Highlights of President Obama’s Immigration Policy Executive Actions
The U.S. immigration system is broken. Politicians from both parties recognize this but have failed to legislate comprehensive immigration reform. In order to take the first steps toward fixing our broken immigration system, President Obama on November 21, 2014 laid out plans to offer temporary legal status, employment authorization and protection from deportation to millions of undocumented foreign nationals living and working in the U.S..
Although the government has not released the final requirements for eligibility, please find below general guidelines issued by the government. Antonini & Cohen will continue to post updates to this special website as they become available.
Deferred Action for Parents of Americans and Lawful Permanent Residents (DAPA) Program
You may now be eligible for employment authorization and protection from deportation for a period of three years if you:
lack lawful immigration status – you either entered the U.S. without inspection or entered with a visa but have overstayed;
have been living in the in the US since January 1, 2010;
are the parent of a U.S. citizen (child or adult) or green card holder; and
have not been convicted of a felony or a significant misdemeanor
We expect the application process to open sometime in late winter or early spring, 2015.

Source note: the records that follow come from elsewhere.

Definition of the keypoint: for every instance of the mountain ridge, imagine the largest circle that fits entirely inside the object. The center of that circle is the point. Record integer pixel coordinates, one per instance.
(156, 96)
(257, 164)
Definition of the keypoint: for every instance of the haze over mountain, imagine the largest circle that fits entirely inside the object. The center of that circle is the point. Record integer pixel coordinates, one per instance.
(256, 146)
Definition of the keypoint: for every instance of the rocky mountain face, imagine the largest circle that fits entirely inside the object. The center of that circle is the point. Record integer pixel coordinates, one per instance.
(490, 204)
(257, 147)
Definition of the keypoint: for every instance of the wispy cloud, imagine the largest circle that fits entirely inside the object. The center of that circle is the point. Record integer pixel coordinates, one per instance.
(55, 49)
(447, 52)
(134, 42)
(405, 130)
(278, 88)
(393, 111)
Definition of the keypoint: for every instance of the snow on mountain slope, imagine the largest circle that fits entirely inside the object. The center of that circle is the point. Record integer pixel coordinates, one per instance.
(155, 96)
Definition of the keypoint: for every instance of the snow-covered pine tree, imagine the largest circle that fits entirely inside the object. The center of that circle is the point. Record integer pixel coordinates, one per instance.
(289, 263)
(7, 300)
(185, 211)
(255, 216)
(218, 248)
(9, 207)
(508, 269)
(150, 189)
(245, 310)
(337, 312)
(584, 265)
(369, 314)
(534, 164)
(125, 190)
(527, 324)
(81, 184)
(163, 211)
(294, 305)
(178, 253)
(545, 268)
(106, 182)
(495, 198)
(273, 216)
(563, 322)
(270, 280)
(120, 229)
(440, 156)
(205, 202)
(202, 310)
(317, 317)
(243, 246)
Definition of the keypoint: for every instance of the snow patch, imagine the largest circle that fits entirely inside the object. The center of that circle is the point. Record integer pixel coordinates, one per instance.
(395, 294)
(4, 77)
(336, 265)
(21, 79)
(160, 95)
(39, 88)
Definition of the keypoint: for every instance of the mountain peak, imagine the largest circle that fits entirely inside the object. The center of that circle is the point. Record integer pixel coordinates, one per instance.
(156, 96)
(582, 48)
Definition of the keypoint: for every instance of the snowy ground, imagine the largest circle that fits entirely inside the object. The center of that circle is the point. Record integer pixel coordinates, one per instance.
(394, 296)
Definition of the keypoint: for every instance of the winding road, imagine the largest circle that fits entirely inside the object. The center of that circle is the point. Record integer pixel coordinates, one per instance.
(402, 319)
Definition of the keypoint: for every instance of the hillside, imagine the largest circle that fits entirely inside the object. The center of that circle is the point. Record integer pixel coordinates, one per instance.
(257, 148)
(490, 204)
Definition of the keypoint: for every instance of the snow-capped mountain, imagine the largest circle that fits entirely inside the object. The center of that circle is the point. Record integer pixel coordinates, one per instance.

Expansion of Deferred Action for Childhood Arrivals (DACA) Program
You may now be eligible for DACA if you:
entered the U.S. before the age of 16;
have lived in the U.S. continuously since at least January 1, 2010, (rather than the prior requirement of June 15, 2007);
are of any age (removes the requirement to have been born prior to June 15, 1981); and
meet all the other DACA guidelines
We expect registration for the expanded DACA to begin approximately February 19, 2015 (90 days after the President’s announcement) according to U.S. Citizenship and Immigration Services (USCIS).